The allegations were brought to the government by two whistleblowers, known as relators, in two separate whistleblower lawsuits filed under the qui tam, or whistleblower, provisions of the False Claims Act and state False Claims Act statutes.  The relators, Cassie Bass, a pharmacy technician formerly employed by Walgreens, and Jack Chin, an independent pharmacist, will receive $1,277,172 from the United States for their role in filing the qui tam actions.  The federal share of the settlement is $7,298,124.

“This case vindicates and protects the interests of consumers throughout the nation by ensuring that they remain free from undue influence by large retail chains when making decisions about which pharmacies to entrust their own individual health care,” said André Birotte Jr, U.S. Attorney for Central District of California.
   
“The law prohibits pharmacies from using their retail clout to lure patients whose prescriptions are subsidized by the government,” said Barbara L. McQuade, U.S. Attorney for the Eastern District of Michigan.  “Continuity with a pharmacist is important to detect problems with dosages and drug interactions.  Patients should make decisions based on legitimate health care needs, not on inducements like gift cards.”

“This settlement makes clear that corporations seeking increased profits over their patients' needs will pay a substantial price,” said Daniel R. Levinson, Inspector General for the Department of Health and Human Services.  “Violating Federal health care laws, as Walgreens allegedly did by offering incentives for new business, cannot be tolerated.”

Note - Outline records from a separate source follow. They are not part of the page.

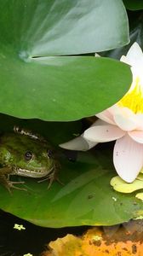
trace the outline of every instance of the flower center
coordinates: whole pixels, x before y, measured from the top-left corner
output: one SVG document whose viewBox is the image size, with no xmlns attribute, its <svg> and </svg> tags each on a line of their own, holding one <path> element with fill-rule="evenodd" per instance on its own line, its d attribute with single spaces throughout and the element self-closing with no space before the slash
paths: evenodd
<svg viewBox="0 0 143 256">
<path fill-rule="evenodd" d="M 125 94 L 117 105 L 126 107 L 134 113 L 143 113 L 143 87 L 139 78 L 136 78 L 134 88 Z"/>
</svg>

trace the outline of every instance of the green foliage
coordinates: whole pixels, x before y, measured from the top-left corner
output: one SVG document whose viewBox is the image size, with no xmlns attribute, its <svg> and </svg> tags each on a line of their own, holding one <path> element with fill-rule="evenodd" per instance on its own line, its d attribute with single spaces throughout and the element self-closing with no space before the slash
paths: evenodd
<svg viewBox="0 0 143 256">
<path fill-rule="evenodd" d="M 6 127 L 9 131 L 14 124 L 35 127 L 35 131 L 49 137 L 53 144 L 71 138 L 72 132 L 81 130 L 80 122 L 20 120 L 4 115 L 1 119 L 2 131 Z M 0 208 L 45 227 L 112 225 L 142 214 L 142 202 L 134 194 L 117 193 L 110 185 L 116 175 L 112 150 L 78 153 L 74 162 L 68 160 L 62 151 L 57 154 L 61 165 L 58 177 L 63 185 L 54 181 L 48 190 L 48 181 L 39 183 L 37 179 L 11 176 L 13 180 L 25 181 L 20 186 L 27 191 L 13 189 L 10 195 L 0 185 Z"/>
<path fill-rule="evenodd" d="M 143 9 L 143 2 L 141 0 L 123 0 L 123 3 L 130 10 Z"/>
<path fill-rule="evenodd" d="M 122 1 L 0 0 L 0 4 L 1 113 L 74 120 L 100 112 L 127 91 L 129 67 L 71 56 L 129 43 Z"/>
</svg>

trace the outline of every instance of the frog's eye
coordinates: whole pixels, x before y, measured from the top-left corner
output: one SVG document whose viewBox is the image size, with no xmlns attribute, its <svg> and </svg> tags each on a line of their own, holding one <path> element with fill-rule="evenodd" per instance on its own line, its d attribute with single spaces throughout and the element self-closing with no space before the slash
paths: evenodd
<svg viewBox="0 0 143 256">
<path fill-rule="evenodd" d="M 51 158 L 52 155 L 53 155 L 52 150 L 50 150 L 50 149 L 47 150 L 47 155 L 48 155 L 49 158 Z"/>
<path fill-rule="evenodd" d="M 27 151 L 25 154 L 25 159 L 28 161 L 32 159 L 32 153 L 31 151 Z"/>
</svg>

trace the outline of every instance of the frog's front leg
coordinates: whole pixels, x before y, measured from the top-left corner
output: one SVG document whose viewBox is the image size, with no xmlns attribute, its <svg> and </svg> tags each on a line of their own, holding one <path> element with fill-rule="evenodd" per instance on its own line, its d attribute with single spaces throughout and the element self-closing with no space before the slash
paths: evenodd
<svg viewBox="0 0 143 256">
<path fill-rule="evenodd" d="M 11 169 L 9 167 L 0 168 L 0 183 L 2 183 L 10 193 L 11 189 L 16 189 L 20 190 L 26 190 L 26 189 L 19 188 L 14 186 L 14 184 L 21 184 L 25 182 L 13 182 L 9 180 L 9 176 L 11 173 Z"/>
</svg>

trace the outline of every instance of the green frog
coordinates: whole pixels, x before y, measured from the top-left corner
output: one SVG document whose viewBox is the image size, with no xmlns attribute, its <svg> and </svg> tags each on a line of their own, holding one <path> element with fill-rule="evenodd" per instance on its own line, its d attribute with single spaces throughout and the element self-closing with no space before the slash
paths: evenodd
<svg viewBox="0 0 143 256">
<path fill-rule="evenodd" d="M 45 177 L 50 187 L 55 177 L 57 161 L 51 147 L 43 137 L 29 131 L 14 128 L 14 133 L 6 133 L 0 137 L 0 183 L 10 192 L 11 188 L 24 189 L 15 186 L 9 176 L 18 175 L 36 178 Z"/>
</svg>

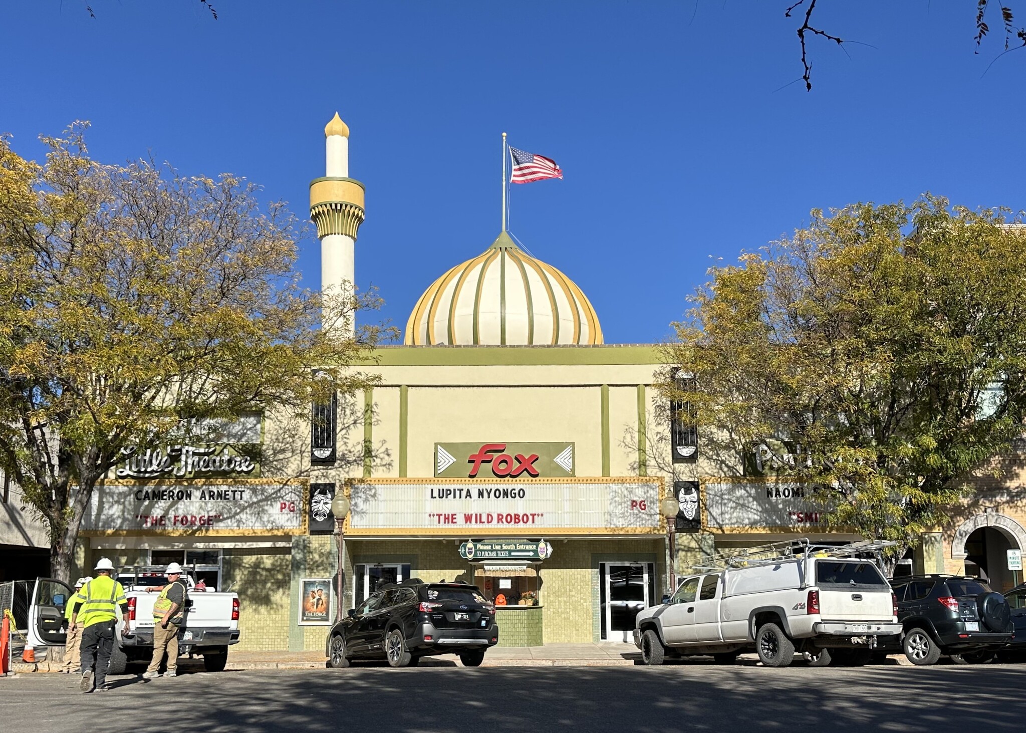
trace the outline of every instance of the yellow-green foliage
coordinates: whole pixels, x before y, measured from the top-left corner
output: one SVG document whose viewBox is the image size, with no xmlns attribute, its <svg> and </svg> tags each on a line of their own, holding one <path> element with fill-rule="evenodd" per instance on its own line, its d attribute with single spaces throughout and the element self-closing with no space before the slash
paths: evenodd
<svg viewBox="0 0 1026 733">
<path fill-rule="evenodd" d="M 789 441 L 834 524 L 910 540 L 1022 433 L 1026 229 L 1005 214 L 930 195 L 813 211 L 710 271 L 667 347 L 697 391 L 667 371 L 664 393 L 697 406 L 704 450 Z"/>
<path fill-rule="evenodd" d="M 47 522 L 56 577 L 122 451 L 241 411 L 306 415 L 326 383 L 311 370 L 362 389 L 347 366 L 379 337 L 346 327 L 373 298 L 300 287 L 281 202 L 231 175 L 98 163 L 86 126 L 43 138 L 43 164 L 0 138 L 0 467 Z"/>
</svg>

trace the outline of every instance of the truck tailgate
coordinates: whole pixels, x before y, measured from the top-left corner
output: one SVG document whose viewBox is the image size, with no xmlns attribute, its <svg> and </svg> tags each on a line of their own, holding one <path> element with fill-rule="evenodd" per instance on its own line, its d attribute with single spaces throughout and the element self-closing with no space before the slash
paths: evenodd
<svg viewBox="0 0 1026 733">
<path fill-rule="evenodd" d="M 226 628 L 238 624 L 232 621 L 232 599 L 235 593 L 191 592 L 192 607 L 186 617 L 186 624 L 193 627 L 220 626 Z"/>
<path fill-rule="evenodd" d="M 820 588 L 820 616 L 824 621 L 890 621 L 894 617 L 891 588 Z"/>
</svg>

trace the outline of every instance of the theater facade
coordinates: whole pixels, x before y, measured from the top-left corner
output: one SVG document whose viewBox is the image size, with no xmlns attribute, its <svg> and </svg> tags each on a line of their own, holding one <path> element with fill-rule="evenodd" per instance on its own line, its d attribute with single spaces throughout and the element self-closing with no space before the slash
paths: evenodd
<svg viewBox="0 0 1026 733">
<path fill-rule="evenodd" d="M 311 218 L 328 292 L 354 279 L 364 201 L 338 115 L 325 139 Z M 78 563 L 195 568 L 238 592 L 239 649 L 323 649 L 340 605 L 411 577 L 476 584 L 497 604 L 500 643 L 535 646 L 628 639 L 668 591 L 668 529 L 678 573 L 731 547 L 856 539 L 788 479 L 800 456 L 782 443 L 717 455 L 705 428 L 670 420 L 687 406 L 655 388 L 670 376 L 659 347 L 605 344 L 560 269 L 506 231 L 467 256 L 425 282 L 404 343 L 364 364 L 372 389 L 305 419 L 244 414 L 200 445 L 141 447 L 96 490 Z M 337 492 L 351 505 L 341 601 Z M 962 563 L 945 531 L 909 562 Z"/>
</svg>

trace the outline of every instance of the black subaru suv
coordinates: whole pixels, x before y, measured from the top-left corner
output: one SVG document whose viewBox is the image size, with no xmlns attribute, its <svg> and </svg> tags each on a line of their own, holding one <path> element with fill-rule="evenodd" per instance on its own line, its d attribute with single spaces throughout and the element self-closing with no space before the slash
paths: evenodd
<svg viewBox="0 0 1026 733">
<path fill-rule="evenodd" d="M 499 642 L 495 606 L 466 583 L 425 583 L 409 578 L 378 590 L 327 635 L 327 665 L 348 667 L 356 658 L 416 666 L 421 657 L 459 654 L 476 667 Z"/>
<path fill-rule="evenodd" d="M 903 651 L 913 664 L 935 664 L 942 654 L 982 664 L 1015 635 L 1009 602 L 979 578 L 919 575 L 892 587 L 904 631 L 880 636 L 879 652 Z"/>
</svg>

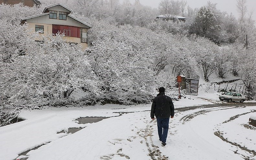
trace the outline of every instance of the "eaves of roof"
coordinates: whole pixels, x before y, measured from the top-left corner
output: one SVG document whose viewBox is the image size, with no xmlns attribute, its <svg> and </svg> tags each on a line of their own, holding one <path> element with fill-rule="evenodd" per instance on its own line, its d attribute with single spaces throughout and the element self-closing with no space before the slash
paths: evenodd
<svg viewBox="0 0 256 160">
<path fill-rule="evenodd" d="M 84 22 L 83 22 L 82 21 L 81 21 L 81 20 L 79 20 L 79 19 L 77 19 L 77 18 L 75 18 L 75 17 L 73 17 L 73 16 L 71 16 L 71 15 L 68 15 L 68 17 L 70 17 L 70 18 L 72 18 L 72 19 L 74 19 L 74 20 L 76 20 L 76 21 L 77 21 L 78 22 L 79 22 L 81 23 L 82 23 L 82 24 L 83 24 L 83 25 L 85 25 L 85 26 L 88 26 L 88 27 L 89 28 L 91 28 L 92 27 L 91 26 L 91 25 L 88 25 L 88 24 L 87 24 L 87 23 L 85 23 Z"/>
<path fill-rule="evenodd" d="M 20 20 L 20 21 L 21 22 L 22 21 L 26 20 L 26 19 L 28 19 L 30 18 L 35 18 L 35 17 L 39 17 L 40 16 L 44 16 L 44 15 L 48 15 L 49 14 L 49 13 L 41 13 L 41 14 L 39 14 L 38 15 L 35 15 L 34 16 L 29 16 L 28 17 L 25 17 L 25 18 L 21 18 L 21 19 Z"/>
<path fill-rule="evenodd" d="M 44 13 L 45 12 L 45 10 L 46 10 L 47 9 L 48 9 L 48 8 L 50 8 L 51 7 L 54 7 L 54 6 L 56 6 L 56 5 L 60 5 L 62 7 L 63 7 L 63 8 L 65 8 L 67 9 L 69 11 L 70 11 L 71 12 L 72 12 L 72 10 L 71 10 L 69 8 L 67 7 L 66 7 L 65 5 L 63 5 L 61 4 L 61 3 L 56 3 L 56 4 L 54 4 L 52 5 L 49 5 L 49 6 L 46 6 L 46 7 L 45 7 L 45 8 L 44 8 L 44 11 L 43 11 L 43 13 Z"/>
</svg>

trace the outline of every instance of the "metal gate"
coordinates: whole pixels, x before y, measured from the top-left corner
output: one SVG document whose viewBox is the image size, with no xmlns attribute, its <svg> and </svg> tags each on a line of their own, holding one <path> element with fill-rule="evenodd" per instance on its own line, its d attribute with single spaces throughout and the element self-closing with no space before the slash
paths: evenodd
<svg viewBox="0 0 256 160">
<path fill-rule="evenodd" d="M 193 78 L 185 78 L 186 81 L 186 94 L 197 96 L 198 93 L 199 76 Z"/>
</svg>

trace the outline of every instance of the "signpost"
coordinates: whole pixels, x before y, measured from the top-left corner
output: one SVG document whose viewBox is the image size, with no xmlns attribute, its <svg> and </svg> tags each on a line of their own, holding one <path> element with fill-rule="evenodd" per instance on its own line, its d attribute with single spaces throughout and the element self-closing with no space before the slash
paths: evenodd
<svg viewBox="0 0 256 160">
<path fill-rule="evenodd" d="M 179 98 L 181 99 L 181 96 L 180 91 L 180 83 L 181 83 L 181 76 L 177 76 L 177 82 L 179 85 Z"/>
</svg>

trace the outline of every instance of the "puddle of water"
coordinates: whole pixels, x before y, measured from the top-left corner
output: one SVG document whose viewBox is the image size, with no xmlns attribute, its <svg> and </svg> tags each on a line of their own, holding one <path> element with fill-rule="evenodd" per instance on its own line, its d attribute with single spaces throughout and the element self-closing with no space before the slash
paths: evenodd
<svg viewBox="0 0 256 160">
<path fill-rule="evenodd" d="M 26 155 L 27 155 L 27 154 L 30 151 L 31 151 L 32 150 L 35 150 L 38 149 L 39 148 L 39 147 L 41 147 L 41 146 L 44 145 L 45 145 L 45 144 L 43 144 L 42 145 L 40 145 L 40 146 L 38 146 L 38 147 L 36 147 L 35 148 L 33 148 L 33 149 L 32 149 L 31 150 L 29 150 L 28 151 L 26 151 L 26 152 L 23 152 L 23 153 L 21 153 L 19 155 L 19 156 L 18 157 L 19 157 L 21 155 L 25 155 L 25 156 L 26 156 Z M 21 159 L 20 159 L 20 160 L 26 160 L 28 158 L 28 157 L 26 157 L 26 158 L 21 158 Z M 14 159 L 14 160 L 16 160 L 16 159 L 17 159 L 17 158 L 15 159 Z"/>
<path fill-rule="evenodd" d="M 109 117 L 82 117 L 80 118 L 75 120 L 75 121 L 77 121 L 79 122 L 78 124 L 86 124 L 88 123 L 96 123 L 101 121 L 108 118 Z M 80 131 L 83 129 L 83 128 L 70 128 L 68 129 L 67 133 L 75 133 L 77 131 Z M 60 133 L 64 133 L 65 132 L 64 130 L 62 131 L 59 132 L 57 133 L 57 134 Z"/>
<path fill-rule="evenodd" d="M 80 118 L 76 120 L 78 121 L 79 122 L 78 124 L 86 124 L 88 123 L 96 123 L 101 121 L 108 118 L 109 117 L 83 117 Z"/>
<path fill-rule="evenodd" d="M 96 123 L 96 122 L 99 122 L 101 121 L 102 121 L 104 119 L 108 118 L 109 118 L 109 117 L 87 117 L 80 118 L 78 118 L 75 120 L 78 121 L 79 122 L 78 124 L 85 124 L 87 123 Z M 25 120 L 23 119 L 22 119 L 23 120 L 21 121 Z M 80 131 L 83 128 L 70 128 L 68 129 L 68 133 L 74 133 L 76 132 L 77 131 Z M 59 134 L 61 133 L 65 133 L 65 131 L 64 130 L 63 130 L 57 133 L 57 134 Z M 45 145 L 45 144 L 43 144 L 43 145 Z M 23 152 L 22 153 L 21 153 L 19 155 L 19 156 L 21 155 L 27 155 L 27 154 L 28 153 L 28 152 L 29 152 L 30 151 L 31 151 L 31 150 L 35 150 L 37 149 L 39 147 L 42 146 L 42 145 L 39 146 L 38 147 L 36 147 L 36 148 L 33 148 L 33 149 L 31 150 L 29 150 L 29 151 L 27 151 Z M 21 159 L 20 160 L 26 160 L 26 159 L 28 159 L 28 157 L 25 158 L 24 158 Z M 16 159 L 14 160 L 16 160 Z"/>
<path fill-rule="evenodd" d="M 17 123 L 17 122 L 23 121 L 24 120 L 26 120 L 19 117 L 16 117 L 11 121 L 10 122 L 11 124 L 12 124 L 15 123 Z"/>
</svg>

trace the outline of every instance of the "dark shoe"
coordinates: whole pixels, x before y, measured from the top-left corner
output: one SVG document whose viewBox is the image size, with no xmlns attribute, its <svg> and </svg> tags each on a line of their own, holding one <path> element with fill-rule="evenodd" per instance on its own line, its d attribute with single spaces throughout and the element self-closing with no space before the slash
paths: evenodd
<svg viewBox="0 0 256 160">
<path fill-rule="evenodd" d="M 162 142 L 162 146 L 163 147 L 165 146 L 165 145 L 166 145 L 166 144 L 165 142 Z"/>
</svg>

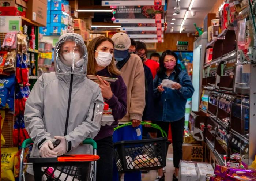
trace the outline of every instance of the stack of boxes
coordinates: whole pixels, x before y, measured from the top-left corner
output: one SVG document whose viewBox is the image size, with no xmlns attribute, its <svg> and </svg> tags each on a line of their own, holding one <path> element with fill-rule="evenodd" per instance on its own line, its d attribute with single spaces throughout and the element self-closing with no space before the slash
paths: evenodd
<svg viewBox="0 0 256 181">
<path fill-rule="evenodd" d="M 45 35 L 61 35 L 74 32 L 73 20 L 68 1 L 48 0 L 47 24 L 39 32 Z"/>
<path fill-rule="evenodd" d="M 81 19 L 74 19 L 74 32 L 81 35 L 84 41 L 89 40 L 89 32 L 86 31 L 86 23 Z"/>
</svg>

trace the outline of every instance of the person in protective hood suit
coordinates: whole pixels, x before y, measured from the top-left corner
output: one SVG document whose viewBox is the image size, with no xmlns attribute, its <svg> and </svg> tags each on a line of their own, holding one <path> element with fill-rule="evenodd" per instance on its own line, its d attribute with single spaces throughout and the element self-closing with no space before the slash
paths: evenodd
<svg viewBox="0 0 256 181">
<path fill-rule="evenodd" d="M 98 134 L 104 102 L 98 85 L 86 76 L 87 54 L 81 35 L 59 38 L 54 51 L 56 72 L 38 79 L 26 103 L 25 127 L 34 143 L 31 156 L 92 153 L 90 146 L 80 143 Z M 56 139 L 60 143 L 54 148 Z M 33 174 L 31 169 L 27 172 Z"/>
</svg>

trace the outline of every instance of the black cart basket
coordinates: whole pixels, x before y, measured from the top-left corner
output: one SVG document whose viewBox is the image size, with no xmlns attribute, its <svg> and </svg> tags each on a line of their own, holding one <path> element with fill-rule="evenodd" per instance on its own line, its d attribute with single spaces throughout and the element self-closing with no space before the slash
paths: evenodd
<svg viewBox="0 0 256 181">
<path fill-rule="evenodd" d="M 25 140 L 22 146 L 20 165 L 19 181 L 25 181 L 23 161 L 25 149 L 33 142 L 30 139 Z M 64 155 L 54 158 L 29 157 L 27 164 L 33 166 L 35 181 L 96 181 L 96 161 L 97 144 L 93 139 L 87 139 L 83 144 L 93 146 L 93 155 Z M 93 163 L 93 164 L 92 163 Z"/>
<path fill-rule="evenodd" d="M 114 158 L 119 173 L 157 170 L 166 166 L 168 147 L 170 144 L 164 131 L 155 124 L 150 124 L 159 129 L 163 137 L 133 141 L 122 141 L 114 144 Z M 117 127 L 114 130 L 131 125 L 131 122 Z"/>
</svg>

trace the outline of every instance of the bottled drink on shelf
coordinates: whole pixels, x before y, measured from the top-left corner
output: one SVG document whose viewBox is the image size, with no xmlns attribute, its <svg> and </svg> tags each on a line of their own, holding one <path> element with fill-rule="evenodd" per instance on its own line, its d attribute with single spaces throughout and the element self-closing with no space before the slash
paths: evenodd
<svg viewBox="0 0 256 181">
<path fill-rule="evenodd" d="M 34 27 L 32 26 L 29 40 L 29 48 L 34 50 L 35 49 L 35 35 L 34 34 Z"/>
</svg>

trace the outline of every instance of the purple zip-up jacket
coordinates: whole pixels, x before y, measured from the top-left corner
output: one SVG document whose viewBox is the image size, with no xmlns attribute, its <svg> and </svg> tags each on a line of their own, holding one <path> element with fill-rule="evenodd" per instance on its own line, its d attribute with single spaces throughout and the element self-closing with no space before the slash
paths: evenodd
<svg viewBox="0 0 256 181">
<path fill-rule="evenodd" d="M 97 75 L 100 76 L 117 78 L 118 80 L 111 83 L 110 87 L 113 95 L 110 99 L 105 100 L 105 102 L 109 105 L 110 108 L 113 109 L 112 114 L 114 117 L 115 121 L 111 126 L 101 127 L 98 135 L 94 138 L 97 140 L 112 136 L 114 132 L 114 128 L 118 124 L 118 120 L 122 119 L 126 114 L 127 111 L 127 88 L 121 75 L 111 75 L 107 68 L 97 72 Z"/>
</svg>

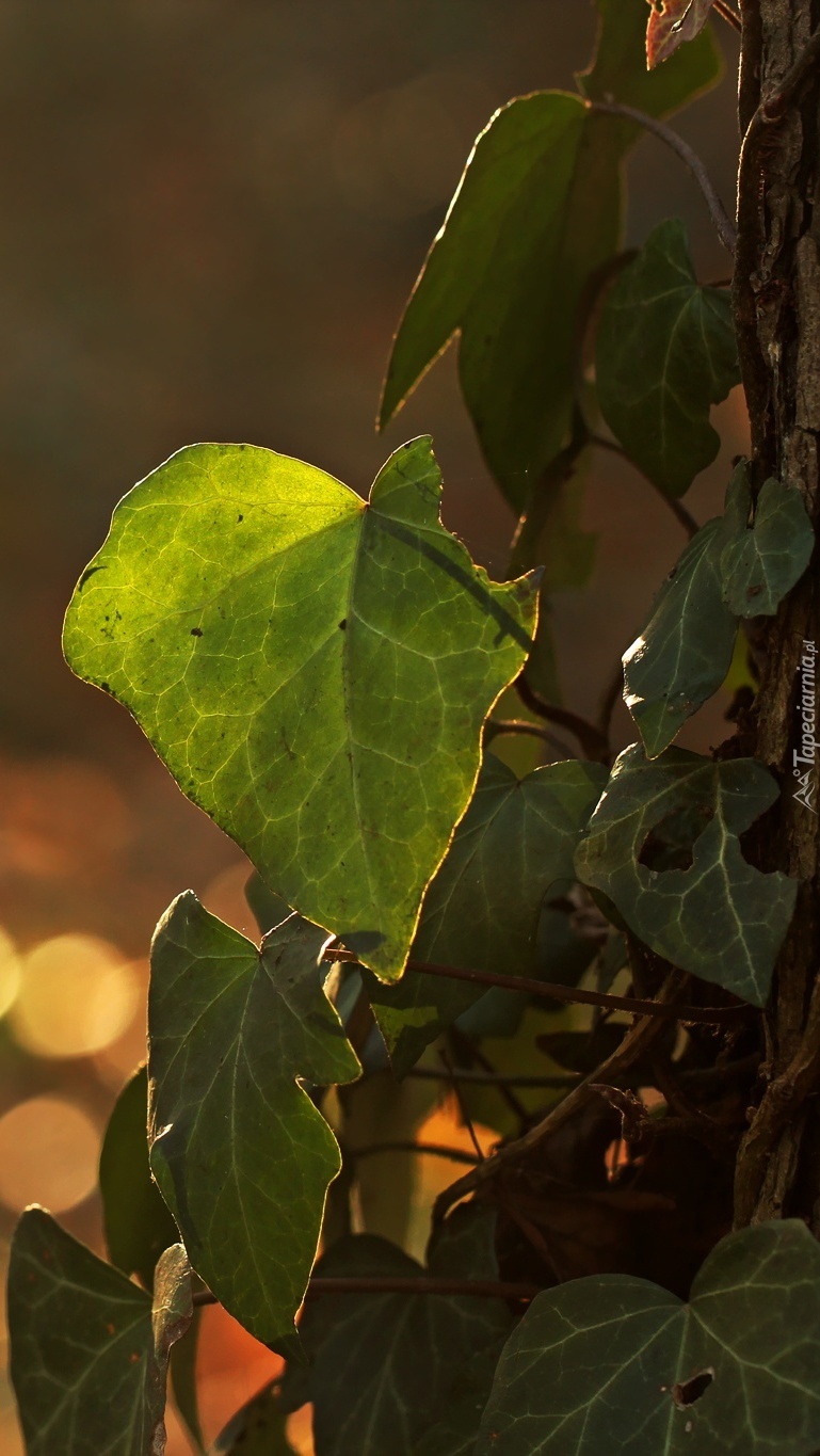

This resolution is part of the government's emphasis on combating health care fraud and another step for the Health Care Fraud Prevention and Enforcement Action Team (HEAT) initiative, which was announced by Attorney General Eric Holder and Secretary of the Department of Health and Human Services Kathleen Sebelius in May 2009.  The partnership between the two departments has focused efforts to reduce and prevent Medicare and Medicaid financial fraud through enhanced cooperation.  One of the most powerful tools in that effort is the False Claims Act, which the Justice Department has used to recover more than $6.7 billion since January 2009 in cases involving fraud against federal health care programs. The Justice Department's total recoveries in False Claims Act cases since January 2009 are over $9 billion.

This case was investigated jointly by the Commercial Litigation Branch of the Justice Department’s Civil Division, the U.S. Attorney’s Offices for the Central District of California and the Eastern District of Michigan, the National Association of Medicaid Fraud Control Units and the Department of Health and Human Services, Office of Inspector General.
           
The claims settled by today’s agreement are allegations only; there has been no determination of liability.